Open GoogleCodeExporter opened 9 years ago
Using Tika's AutoDetectReader would be an elegant way of doing it.
Original comment by digitalpebble
on 19 Jan 2015 at 5:00
We should use [https://code.google.com/p/forbidden-apis/] to detect such cases.
Will open a new issue for that.
Original comment by digitalpebble
on 23 Jan 2015 at 9:05
Note to self : for the processXml(URL sitemapUrl, byte[] xmlContent) method we
should do :
BOMInputStream bomIs = new BOMInputStream(new ByteArrayInputStream(xmlContent));
InputSource is = new InputSource();
is.setByteStream(bomIs);
// no knowledge of encoding -> let SAX guess if from the XML header and assume it is correct
return processXml(sitemapUrl, is);
as passing a stream will let SAX detect the encoding from the XML header. Might
not always be correct but at least it will be better than constructing a String
with the default Locale.
For processText() we will need to let the user specify a charset (e.g. the one
returned by the server) and/or detect the correct encoding.
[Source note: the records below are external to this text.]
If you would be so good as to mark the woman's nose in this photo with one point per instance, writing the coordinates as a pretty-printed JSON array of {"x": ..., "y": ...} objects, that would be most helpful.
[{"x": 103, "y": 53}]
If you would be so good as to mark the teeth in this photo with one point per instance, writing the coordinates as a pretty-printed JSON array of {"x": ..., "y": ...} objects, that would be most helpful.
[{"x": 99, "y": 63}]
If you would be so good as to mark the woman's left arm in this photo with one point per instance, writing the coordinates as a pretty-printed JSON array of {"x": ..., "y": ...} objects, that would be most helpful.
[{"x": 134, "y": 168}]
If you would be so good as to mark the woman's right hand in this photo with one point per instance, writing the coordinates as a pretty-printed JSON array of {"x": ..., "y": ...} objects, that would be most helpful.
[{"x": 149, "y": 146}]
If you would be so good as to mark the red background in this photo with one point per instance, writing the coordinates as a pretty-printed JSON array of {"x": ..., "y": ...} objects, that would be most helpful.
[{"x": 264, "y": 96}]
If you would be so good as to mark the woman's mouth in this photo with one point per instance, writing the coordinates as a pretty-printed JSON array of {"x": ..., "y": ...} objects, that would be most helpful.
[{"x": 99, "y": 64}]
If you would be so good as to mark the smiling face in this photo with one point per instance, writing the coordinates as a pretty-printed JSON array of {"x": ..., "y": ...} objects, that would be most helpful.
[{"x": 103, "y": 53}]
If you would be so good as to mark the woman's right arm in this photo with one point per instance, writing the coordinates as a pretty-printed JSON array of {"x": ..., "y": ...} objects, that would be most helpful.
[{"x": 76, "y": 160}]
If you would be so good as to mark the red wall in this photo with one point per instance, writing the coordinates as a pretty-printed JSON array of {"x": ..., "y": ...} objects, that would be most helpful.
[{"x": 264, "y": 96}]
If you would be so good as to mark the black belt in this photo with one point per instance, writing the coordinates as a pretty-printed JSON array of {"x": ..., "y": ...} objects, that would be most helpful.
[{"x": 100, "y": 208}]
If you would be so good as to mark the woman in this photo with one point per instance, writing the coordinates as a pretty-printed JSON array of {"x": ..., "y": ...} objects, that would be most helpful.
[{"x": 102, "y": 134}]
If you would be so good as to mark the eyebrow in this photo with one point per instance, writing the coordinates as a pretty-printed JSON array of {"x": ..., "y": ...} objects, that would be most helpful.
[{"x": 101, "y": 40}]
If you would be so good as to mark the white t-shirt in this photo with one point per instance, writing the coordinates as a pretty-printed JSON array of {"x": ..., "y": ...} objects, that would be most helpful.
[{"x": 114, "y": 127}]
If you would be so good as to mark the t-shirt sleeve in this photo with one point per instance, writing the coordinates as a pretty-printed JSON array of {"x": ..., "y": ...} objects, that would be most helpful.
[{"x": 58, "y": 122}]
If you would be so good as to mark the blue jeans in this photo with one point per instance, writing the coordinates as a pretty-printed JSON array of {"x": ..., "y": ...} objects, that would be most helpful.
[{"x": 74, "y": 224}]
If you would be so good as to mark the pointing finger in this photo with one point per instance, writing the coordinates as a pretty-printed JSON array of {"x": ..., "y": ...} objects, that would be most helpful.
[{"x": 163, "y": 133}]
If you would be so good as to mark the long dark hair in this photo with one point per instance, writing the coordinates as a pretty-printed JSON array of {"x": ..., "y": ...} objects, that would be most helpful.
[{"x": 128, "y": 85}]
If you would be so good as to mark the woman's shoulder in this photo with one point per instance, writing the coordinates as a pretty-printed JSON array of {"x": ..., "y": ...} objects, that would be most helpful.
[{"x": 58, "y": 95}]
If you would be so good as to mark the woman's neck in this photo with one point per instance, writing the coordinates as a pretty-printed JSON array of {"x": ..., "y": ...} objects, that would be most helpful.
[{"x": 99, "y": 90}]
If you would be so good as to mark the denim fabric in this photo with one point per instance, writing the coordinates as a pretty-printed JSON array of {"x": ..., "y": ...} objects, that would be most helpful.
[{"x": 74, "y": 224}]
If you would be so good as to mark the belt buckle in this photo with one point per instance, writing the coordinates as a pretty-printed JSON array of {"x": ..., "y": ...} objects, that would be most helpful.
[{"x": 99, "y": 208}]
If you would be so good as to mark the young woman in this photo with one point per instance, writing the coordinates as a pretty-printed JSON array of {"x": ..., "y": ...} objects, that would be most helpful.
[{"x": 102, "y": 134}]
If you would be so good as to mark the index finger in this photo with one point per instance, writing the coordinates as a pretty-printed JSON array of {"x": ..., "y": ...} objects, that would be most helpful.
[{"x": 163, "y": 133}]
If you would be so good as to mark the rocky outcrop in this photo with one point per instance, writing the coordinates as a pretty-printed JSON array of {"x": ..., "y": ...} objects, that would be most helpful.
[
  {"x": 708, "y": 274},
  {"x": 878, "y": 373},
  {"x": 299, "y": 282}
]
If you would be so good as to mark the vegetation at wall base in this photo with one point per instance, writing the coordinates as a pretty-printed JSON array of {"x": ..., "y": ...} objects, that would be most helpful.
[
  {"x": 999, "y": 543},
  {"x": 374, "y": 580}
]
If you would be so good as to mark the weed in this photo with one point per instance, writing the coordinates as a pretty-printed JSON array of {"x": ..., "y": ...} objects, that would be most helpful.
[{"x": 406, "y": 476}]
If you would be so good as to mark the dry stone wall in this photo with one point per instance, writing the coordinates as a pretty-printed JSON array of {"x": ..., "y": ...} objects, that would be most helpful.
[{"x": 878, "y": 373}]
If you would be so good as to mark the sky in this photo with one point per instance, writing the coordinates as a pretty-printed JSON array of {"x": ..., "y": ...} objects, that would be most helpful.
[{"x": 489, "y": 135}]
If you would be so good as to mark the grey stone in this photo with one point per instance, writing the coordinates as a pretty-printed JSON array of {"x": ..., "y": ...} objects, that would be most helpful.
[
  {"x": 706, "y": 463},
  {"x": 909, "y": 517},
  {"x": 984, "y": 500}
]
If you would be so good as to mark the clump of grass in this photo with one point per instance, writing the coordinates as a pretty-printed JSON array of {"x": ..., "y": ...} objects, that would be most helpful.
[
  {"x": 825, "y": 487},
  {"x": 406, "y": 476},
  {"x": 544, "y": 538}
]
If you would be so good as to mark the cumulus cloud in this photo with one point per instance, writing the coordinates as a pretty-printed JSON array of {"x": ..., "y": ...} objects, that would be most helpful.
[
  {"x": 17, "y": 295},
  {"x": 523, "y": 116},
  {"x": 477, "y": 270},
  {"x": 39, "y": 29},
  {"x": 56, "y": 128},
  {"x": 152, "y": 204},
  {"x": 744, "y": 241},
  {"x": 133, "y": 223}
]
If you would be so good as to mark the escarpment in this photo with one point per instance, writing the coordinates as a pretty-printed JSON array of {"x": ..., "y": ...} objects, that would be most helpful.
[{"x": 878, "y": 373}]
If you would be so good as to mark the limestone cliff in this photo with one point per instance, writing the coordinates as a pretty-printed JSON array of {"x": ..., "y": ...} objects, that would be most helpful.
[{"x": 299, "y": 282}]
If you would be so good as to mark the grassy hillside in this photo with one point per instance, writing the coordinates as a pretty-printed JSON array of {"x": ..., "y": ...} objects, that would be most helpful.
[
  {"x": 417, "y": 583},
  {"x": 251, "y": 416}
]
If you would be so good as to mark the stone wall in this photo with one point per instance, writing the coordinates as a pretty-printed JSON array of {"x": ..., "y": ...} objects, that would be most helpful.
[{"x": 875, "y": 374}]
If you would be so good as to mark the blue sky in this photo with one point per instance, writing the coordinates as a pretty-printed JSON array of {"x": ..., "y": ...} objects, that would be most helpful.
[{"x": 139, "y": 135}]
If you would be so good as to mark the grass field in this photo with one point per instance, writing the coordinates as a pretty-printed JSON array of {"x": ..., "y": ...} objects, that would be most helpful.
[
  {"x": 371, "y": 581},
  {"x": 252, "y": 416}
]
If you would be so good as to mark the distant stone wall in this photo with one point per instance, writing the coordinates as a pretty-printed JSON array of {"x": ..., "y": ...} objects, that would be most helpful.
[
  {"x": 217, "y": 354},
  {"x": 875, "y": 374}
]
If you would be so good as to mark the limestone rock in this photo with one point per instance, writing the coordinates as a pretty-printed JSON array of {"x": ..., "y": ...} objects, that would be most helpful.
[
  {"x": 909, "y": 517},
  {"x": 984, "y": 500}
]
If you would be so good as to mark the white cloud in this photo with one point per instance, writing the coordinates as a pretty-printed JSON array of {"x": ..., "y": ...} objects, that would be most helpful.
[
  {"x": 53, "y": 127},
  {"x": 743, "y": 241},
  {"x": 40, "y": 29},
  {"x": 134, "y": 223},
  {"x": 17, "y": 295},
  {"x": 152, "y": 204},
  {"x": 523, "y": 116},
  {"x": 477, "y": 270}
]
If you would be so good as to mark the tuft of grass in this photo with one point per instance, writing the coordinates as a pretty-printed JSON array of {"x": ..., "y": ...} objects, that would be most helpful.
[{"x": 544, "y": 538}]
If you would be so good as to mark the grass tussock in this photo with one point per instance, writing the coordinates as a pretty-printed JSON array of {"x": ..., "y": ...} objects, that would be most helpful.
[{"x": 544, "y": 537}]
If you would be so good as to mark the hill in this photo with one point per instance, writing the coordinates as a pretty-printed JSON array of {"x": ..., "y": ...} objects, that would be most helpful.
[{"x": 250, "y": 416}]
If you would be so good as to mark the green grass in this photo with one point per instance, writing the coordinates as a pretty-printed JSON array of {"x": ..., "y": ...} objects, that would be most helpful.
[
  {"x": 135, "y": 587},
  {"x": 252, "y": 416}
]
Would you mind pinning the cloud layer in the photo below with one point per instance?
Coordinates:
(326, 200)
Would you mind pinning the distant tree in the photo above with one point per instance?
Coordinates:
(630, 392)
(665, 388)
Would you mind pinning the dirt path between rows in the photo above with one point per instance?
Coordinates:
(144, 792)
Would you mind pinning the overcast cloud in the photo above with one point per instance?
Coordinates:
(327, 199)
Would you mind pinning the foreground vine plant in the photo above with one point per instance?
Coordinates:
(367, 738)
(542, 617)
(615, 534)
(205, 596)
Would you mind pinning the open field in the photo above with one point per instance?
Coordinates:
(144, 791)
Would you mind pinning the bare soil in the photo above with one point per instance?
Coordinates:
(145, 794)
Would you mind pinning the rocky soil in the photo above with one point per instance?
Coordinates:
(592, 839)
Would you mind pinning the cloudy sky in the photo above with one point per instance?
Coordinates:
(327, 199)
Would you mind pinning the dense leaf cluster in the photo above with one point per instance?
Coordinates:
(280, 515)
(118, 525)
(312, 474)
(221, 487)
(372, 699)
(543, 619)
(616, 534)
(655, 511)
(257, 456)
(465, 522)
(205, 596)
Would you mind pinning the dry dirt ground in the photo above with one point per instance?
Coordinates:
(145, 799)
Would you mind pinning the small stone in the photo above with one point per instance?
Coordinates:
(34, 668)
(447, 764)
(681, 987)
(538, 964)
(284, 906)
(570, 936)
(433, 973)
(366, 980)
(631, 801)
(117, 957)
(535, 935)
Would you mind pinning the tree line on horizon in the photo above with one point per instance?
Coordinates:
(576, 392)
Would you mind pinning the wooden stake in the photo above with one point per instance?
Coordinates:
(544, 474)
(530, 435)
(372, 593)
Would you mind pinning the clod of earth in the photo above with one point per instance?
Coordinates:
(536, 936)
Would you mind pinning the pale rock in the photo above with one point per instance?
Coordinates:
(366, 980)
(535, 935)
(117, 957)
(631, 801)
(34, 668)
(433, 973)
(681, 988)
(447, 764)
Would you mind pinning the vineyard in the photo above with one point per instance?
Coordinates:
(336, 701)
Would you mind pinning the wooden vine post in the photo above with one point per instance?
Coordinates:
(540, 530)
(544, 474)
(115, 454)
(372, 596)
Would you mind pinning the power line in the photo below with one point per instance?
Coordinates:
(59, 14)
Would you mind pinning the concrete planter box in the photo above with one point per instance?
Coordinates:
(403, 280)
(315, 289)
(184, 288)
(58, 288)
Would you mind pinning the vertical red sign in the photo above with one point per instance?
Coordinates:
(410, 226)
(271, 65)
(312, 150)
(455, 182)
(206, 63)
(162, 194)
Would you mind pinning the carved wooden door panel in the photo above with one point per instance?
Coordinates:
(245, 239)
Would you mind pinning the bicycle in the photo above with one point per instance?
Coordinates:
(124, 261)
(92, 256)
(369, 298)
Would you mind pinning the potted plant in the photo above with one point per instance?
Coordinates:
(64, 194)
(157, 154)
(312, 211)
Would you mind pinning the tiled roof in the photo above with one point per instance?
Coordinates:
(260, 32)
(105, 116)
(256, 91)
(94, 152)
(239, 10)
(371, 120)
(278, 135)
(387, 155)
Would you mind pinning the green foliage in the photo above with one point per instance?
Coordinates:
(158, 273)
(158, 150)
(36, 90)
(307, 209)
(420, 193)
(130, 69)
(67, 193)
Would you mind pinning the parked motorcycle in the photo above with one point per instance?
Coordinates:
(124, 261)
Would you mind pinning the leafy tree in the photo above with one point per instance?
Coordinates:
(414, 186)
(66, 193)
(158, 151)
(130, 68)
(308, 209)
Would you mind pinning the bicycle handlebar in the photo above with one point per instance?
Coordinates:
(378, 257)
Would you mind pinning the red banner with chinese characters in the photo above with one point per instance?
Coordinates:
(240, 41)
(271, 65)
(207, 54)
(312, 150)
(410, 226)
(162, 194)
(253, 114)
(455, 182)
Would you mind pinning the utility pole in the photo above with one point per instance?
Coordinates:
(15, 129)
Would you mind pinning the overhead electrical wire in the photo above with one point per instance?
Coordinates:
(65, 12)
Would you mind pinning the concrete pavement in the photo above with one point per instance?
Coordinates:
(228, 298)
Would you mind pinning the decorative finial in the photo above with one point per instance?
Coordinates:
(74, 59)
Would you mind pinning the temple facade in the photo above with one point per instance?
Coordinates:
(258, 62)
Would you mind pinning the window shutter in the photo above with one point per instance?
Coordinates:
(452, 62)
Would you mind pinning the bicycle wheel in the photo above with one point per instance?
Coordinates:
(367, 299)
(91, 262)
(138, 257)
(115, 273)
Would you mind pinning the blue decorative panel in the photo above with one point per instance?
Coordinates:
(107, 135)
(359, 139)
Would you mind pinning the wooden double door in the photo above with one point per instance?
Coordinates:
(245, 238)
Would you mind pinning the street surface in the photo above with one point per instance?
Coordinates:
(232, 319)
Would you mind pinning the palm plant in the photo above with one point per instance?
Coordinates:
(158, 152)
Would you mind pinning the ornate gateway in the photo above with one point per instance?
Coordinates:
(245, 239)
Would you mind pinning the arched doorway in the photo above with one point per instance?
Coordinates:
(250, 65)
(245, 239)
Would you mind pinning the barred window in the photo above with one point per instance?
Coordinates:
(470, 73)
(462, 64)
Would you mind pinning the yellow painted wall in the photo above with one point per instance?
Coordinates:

Original comment by digitalpebble
on 23 Jan 2015 at 3:16
In theory [http://www.sitemaps.org/protocol.html#escaping] the files should be
in UTF-8 with the content URL-escaped. Maybe we should simply ignore such cases
even if they are found in practice.
Note : it would still be better not to rely on the default charset and let SAX
detect the charset specified in the header.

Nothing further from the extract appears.